No Small Courage: A History of Women in the United States

By Nancy F. Cott | Go to book overview

CHAPTER 7
New Paths to Power
1890–1920

Karen Manners Smith

In the summer of 1893, more than 27 million women, men, and children from all over the world visited the World’s Columbian Exposition in Chicago, the United States’s unabashed proclamation to the rest of humanity that the young democracy had arrived and was ready to join England and France and Spain as a great world power. President Grover Cleveland laid claim to the nation’s new status when he opened the Chicago fair on May 1, 1893: “Surrounded by the stupendous results of American enterprise and activity … [we] stand today in the presence of the oldest nations of the world and point to the great achievement we here exhibit, asking no allowance on the score of youth…. We have built these splendid edifices, but we have also built the magnificent fabric of a popular government, whose grand proportions are seen throughout the world.…”
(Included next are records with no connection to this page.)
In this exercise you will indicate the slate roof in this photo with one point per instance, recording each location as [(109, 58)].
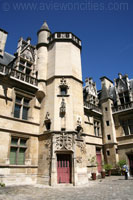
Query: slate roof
[(6, 59)]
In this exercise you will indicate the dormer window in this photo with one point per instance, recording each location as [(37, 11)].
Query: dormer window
[(63, 90), (63, 87), (124, 98)]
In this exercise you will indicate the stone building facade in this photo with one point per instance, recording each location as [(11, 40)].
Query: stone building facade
[(52, 129)]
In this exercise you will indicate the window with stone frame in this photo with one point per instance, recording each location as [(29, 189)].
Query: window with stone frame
[(21, 107), (97, 128), (124, 97), (63, 87), (127, 126), (18, 149)]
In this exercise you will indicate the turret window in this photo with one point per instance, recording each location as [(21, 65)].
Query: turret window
[(63, 87), (109, 137), (63, 90), (127, 127), (124, 98), (21, 107)]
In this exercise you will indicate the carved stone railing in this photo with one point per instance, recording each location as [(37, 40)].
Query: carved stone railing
[(92, 107), (123, 107), (18, 75), (65, 36)]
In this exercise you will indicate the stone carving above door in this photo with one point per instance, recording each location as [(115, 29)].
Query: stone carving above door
[(64, 141)]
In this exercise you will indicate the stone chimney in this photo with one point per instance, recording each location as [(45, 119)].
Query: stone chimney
[(3, 37)]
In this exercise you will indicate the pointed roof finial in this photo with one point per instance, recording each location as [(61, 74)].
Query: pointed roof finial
[(45, 26)]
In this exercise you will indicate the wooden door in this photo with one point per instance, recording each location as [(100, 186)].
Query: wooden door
[(131, 164), (99, 161), (63, 168)]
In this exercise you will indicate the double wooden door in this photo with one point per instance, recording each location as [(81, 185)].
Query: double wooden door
[(63, 168)]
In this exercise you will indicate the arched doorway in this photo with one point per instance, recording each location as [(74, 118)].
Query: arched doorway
[(64, 168), (130, 157)]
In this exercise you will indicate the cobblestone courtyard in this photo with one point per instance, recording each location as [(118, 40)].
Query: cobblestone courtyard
[(108, 189)]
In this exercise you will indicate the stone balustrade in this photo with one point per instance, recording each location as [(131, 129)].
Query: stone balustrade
[(18, 75)]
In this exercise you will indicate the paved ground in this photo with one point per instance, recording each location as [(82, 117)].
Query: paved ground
[(111, 188)]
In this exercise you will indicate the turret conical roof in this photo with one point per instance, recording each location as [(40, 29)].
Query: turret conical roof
[(45, 26)]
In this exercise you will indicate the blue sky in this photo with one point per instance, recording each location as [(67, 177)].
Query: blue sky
[(104, 26)]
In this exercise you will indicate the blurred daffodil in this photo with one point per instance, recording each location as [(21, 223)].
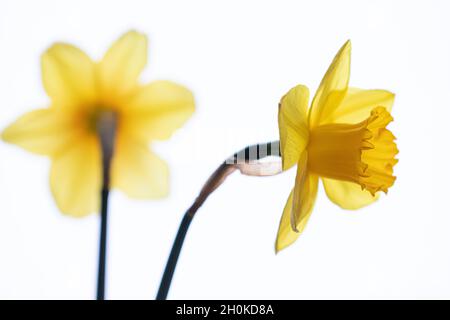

Smallest among the “splendid edifices” was the Woman’s Building. The lengthy struggle to build it—and, indeed, the whole battle to include women in the planning and administration of the fair—were proof that there were persistent inequalities under President Cleveland’s “magnificent popular government.” In fact, the women seeking space at the Exposition fared better than 9 million African Americans, virtually excluded from the fair except for displays of handcrafted items in two small exhibits. Few African Americans could be seen attending the fair, though it was open to all who could pay admission, and even black porters and janitors were in short supply.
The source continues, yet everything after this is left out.